Quick quiz: How many ESP8266 modules do you need to make an LED clock? Hint: a clock displays 12 hours.
Nope! Twelve is not the answer. But that didn’t stop Hackaday.io user [tamberg] from building a 12-ESP clock during the Bilbao, Spain Maker Faire. The “advantage” of using so many ESP8266s is that each one can independently control one hour LED and its associated slice of five minute-marker LEDs. Each ESP fetches the time over the Internet, but only lights up when it’s time.
It’s like parallel processing or something. Or maybe it’s redundant and failsafe. Or maybe it’s just an attempt to put the maximum Internet into one Thing. Maybe they had a team of twelve people and wanted to split up the load evenly. (We couldn’t think of a real reason you’d want to do this.)
All snark aside, the project looks great as you can see in this Flickr gallery, and all of the design files are available if you’d like to re-use any parts of this project. We’re thinking that the clock face is pretty cool.
The code for each unit is available for your perusal. On line 13, you can see where they set a variable (in firmware) that tells each ESP which hour it represents.
More interestingly, starting around line 38 is a cute trick to extract the time from the nearest Google server. Basically, the Goog returns a “Date:” string, and the code reads it. Read more on that technique over on the ESP forum.
Commenteers, fire up your “overkill” lasers; we like the project for everything that it does right. At least it’s not a chainsaw-powered flashlight.
The Flickr video seen above has this description:
Each ESP controls a 5 minute slice of the clock. On boot-up, there’s no connection (orange). Once connected to the WiFi network (blue), each ESP polls the currrent time with a simple HEAD Web request to google.com, then displays its part of the clock (blue or pink, minutes green). Note the “glitches” due to the independent operation of the slices (plus a programming bug in slice 0, fixed later). The red button was supposed to show a heartbeat and reset all ESPs, but there was not enough time to implement this. For this video, the clock displays seconds, instead of minutes, as does the finished version.

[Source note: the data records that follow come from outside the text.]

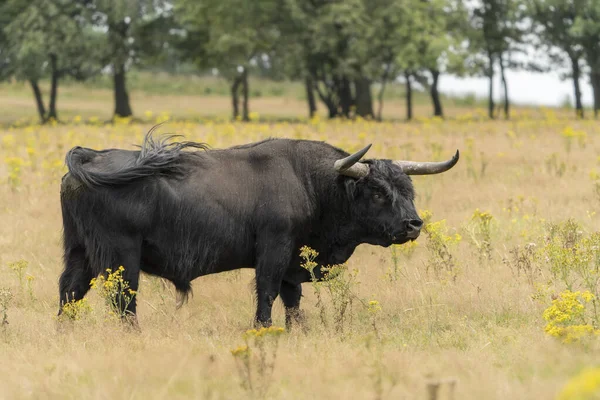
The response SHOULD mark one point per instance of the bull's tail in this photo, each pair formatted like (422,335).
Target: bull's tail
(160,157)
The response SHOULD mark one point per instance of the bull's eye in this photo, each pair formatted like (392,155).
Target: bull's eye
(378,197)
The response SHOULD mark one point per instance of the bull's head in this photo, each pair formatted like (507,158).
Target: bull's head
(384,195)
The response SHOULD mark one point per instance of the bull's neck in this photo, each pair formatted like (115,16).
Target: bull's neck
(339,232)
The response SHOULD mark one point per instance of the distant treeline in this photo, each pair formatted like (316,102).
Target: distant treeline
(343,51)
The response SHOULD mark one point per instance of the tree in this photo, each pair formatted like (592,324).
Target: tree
(124,22)
(497,32)
(46,37)
(238,32)
(554,23)
(586,30)
(332,50)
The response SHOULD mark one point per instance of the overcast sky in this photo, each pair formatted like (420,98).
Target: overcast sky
(523,88)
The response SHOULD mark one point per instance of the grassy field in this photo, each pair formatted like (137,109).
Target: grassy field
(464,307)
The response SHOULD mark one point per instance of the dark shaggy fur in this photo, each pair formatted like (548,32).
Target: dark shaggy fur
(183,214)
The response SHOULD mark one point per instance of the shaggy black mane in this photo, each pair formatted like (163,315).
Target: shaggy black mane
(155,158)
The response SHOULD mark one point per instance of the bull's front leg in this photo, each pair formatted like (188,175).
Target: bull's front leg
(274,253)
(290,295)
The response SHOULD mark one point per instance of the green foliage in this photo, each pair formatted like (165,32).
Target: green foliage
(256,360)
(569,318)
(115,291)
(480,232)
(5,299)
(338,283)
(439,244)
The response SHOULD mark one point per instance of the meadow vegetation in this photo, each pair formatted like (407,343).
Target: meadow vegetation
(498,298)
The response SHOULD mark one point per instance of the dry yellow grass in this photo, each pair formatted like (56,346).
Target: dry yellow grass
(484,329)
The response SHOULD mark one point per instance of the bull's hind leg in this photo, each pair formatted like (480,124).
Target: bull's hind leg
(127,254)
(74,282)
(290,295)
(274,254)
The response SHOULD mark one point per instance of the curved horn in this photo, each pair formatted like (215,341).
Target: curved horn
(427,168)
(351,167)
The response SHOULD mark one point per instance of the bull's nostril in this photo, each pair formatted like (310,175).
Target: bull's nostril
(415,224)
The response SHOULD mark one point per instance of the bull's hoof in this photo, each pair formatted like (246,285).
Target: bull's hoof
(296,319)
(131,323)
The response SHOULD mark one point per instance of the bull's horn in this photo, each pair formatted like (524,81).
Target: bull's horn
(351,167)
(427,168)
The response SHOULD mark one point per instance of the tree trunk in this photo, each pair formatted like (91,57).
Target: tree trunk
(505,87)
(122,107)
(595,79)
(384,80)
(491,88)
(576,76)
(310,96)
(345,95)
(38,100)
(364,100)
(245,112)
(435,94)
(52,113)
(408,96)
(326,97)
(235,100)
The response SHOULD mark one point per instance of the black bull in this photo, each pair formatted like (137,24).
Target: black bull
(184,214)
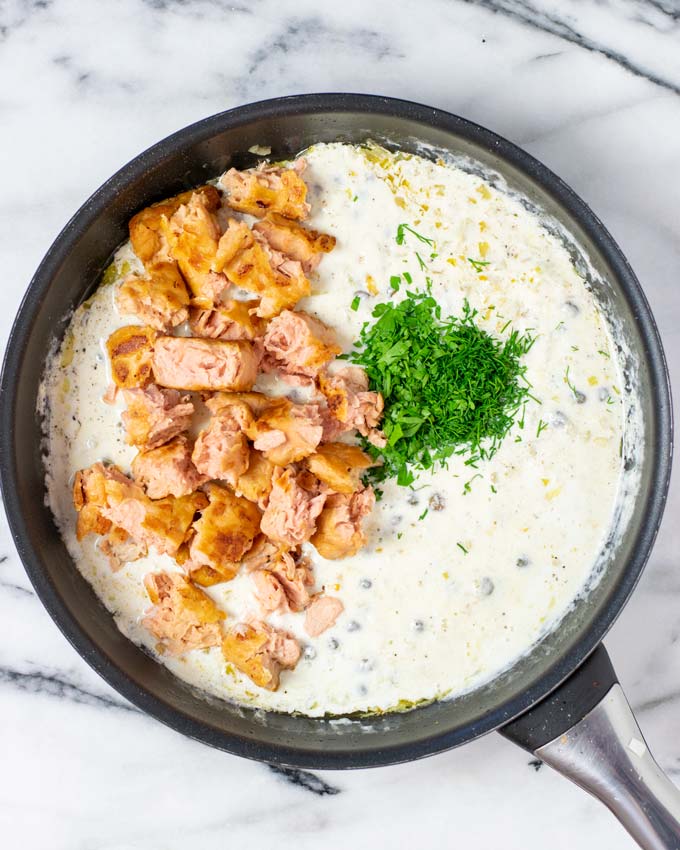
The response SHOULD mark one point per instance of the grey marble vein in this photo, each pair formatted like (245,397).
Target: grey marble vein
(55,685)
(530,15)
(305,779)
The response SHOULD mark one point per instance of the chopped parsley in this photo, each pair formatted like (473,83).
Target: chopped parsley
(450,388)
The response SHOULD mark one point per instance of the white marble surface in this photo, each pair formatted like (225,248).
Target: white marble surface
(591,87)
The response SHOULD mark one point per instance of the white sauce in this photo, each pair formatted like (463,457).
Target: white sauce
(423,618)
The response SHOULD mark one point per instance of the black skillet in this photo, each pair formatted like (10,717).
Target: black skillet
(561,701)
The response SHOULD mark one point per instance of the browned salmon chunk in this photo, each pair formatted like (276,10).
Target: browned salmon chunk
(183,617)
(338,528)
(160,299)
(146,228)
(186,363)
(291,513)
(249,263)
(155,415)
(322,614)
(221,449)
(351,405)
(224,532)
(286,432)
(167,470)
(268,189)
(260,652)
(228,320)
(299,344)
(339,466)
(130,351)
(295,241)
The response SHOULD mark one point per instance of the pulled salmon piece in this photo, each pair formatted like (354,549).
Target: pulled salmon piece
(162,524)
(228,320)
(261,652)
(255,484)
(268,188)
(286,432)
(89,497)
(245,407)
(262,554)
(283,586)
(167,470)
(339,466)
(193,234)
(322,614)
(351,405)
(183,617)
(147,227)
(295,241)
(338,528)
(160,299)
(291,513)
(221,449)
(187,363)
(250,264)
(298,344)
(130,351)
(154,415)
(121,549)
(224,533)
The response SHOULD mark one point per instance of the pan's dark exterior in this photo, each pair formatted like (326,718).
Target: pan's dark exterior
(69,272)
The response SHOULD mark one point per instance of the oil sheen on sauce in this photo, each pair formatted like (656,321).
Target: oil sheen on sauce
(464,571)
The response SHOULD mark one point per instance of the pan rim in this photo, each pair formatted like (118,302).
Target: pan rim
(289,106)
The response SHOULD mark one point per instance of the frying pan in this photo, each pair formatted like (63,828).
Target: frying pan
(561,701)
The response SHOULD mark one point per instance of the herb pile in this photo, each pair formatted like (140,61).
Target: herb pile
(449,386)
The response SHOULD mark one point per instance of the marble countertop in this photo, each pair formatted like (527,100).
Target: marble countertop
(592,88)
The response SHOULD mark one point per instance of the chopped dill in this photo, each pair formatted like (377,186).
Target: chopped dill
(450,387)
(405,228)
(569,383)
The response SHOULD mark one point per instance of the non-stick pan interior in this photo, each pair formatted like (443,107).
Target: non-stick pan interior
(70,272)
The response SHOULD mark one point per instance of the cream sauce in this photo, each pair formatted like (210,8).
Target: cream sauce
(439,601)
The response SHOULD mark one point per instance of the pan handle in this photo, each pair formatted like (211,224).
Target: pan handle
(586,730)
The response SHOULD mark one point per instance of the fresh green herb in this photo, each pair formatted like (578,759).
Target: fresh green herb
(478,265)
(405,228)
(569,383)
(468,484)
(449,386)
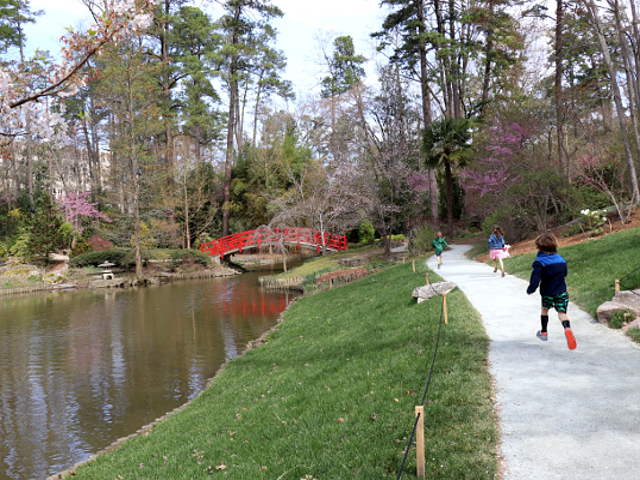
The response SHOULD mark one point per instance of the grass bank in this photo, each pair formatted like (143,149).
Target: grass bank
(331,395)
(593,267)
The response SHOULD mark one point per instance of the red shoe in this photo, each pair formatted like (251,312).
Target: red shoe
(571,342)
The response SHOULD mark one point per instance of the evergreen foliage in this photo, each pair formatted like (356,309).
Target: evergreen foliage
(46,235)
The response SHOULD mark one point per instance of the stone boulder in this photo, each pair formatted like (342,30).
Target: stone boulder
(624,302)
(427,291)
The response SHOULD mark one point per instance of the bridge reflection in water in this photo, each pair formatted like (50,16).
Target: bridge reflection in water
(80,370)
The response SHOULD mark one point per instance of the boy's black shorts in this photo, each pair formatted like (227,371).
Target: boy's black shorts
(560,302)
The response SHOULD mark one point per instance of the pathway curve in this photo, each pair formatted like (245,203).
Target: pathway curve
(563,414)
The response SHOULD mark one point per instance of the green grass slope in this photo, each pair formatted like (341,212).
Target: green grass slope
(332,394)
(593,267)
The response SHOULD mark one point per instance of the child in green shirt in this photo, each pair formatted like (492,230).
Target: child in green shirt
(439,244)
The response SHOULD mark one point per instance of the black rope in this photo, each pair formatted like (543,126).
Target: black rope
(628,275)
(426,390)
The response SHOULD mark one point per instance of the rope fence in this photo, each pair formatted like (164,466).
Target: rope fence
(420,409)
(619,283)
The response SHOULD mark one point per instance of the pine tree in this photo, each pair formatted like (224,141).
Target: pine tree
(46,235)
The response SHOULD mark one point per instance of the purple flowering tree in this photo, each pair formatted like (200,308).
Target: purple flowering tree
(77,210)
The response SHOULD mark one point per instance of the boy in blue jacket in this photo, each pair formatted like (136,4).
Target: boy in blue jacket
(549,270)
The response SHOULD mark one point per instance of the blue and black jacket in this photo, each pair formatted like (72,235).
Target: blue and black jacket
(549,270)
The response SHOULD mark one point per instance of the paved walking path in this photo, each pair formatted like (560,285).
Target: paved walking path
(563,414)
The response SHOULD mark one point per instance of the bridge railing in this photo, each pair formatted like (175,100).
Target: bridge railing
(302,237)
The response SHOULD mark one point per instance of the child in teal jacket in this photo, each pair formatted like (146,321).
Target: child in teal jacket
(439,244)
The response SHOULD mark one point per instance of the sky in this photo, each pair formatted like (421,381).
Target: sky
(303,21)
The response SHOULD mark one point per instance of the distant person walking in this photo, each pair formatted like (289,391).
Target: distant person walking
(439,244)
(497,248)
(549,270)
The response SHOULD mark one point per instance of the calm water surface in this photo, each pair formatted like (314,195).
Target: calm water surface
(79,370)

Should be remade with 12 Raspberry Pi zero’s now.
❤
12 PS4s.
Nah, he should rework it so the LEDs display how many days you have to wait to be able to buy 12 Pi Zeroes
Ive got 2 on the way.
One with the adapters and one without.
Should have it in the next couple of days.
No integrated WiFi. You’d also need 12x USB/Ethernet dongles. And cables.
Anywhere but it’s good idea.
Yeah, pragmatically useless, but aesthetically interesting and pedagogically useful in demonstrating race conditions and network latency.
This generally agrees with my “philosophy” that anything worth doing is worth overdoing….. B)
Displaying seconds without using 60 pieces of ESP8266? Fake!
very clever, young man; but its wifi’s ALL the way down.
How’re you going to keep track of the microseconds, though?
A lot of ESP modules and a lot of LEDs, obviously. There are discounts for high volume orders on Alibaba.
I agree with you. And for me traditional LED clock http://hannoufmediagroup.com/portfolio-item/hmg-led-time-display/ better, reliable and and more convenient.
Looks like they’re using the ESP-12 model of the ESP8266 family. That’s commitment to the process.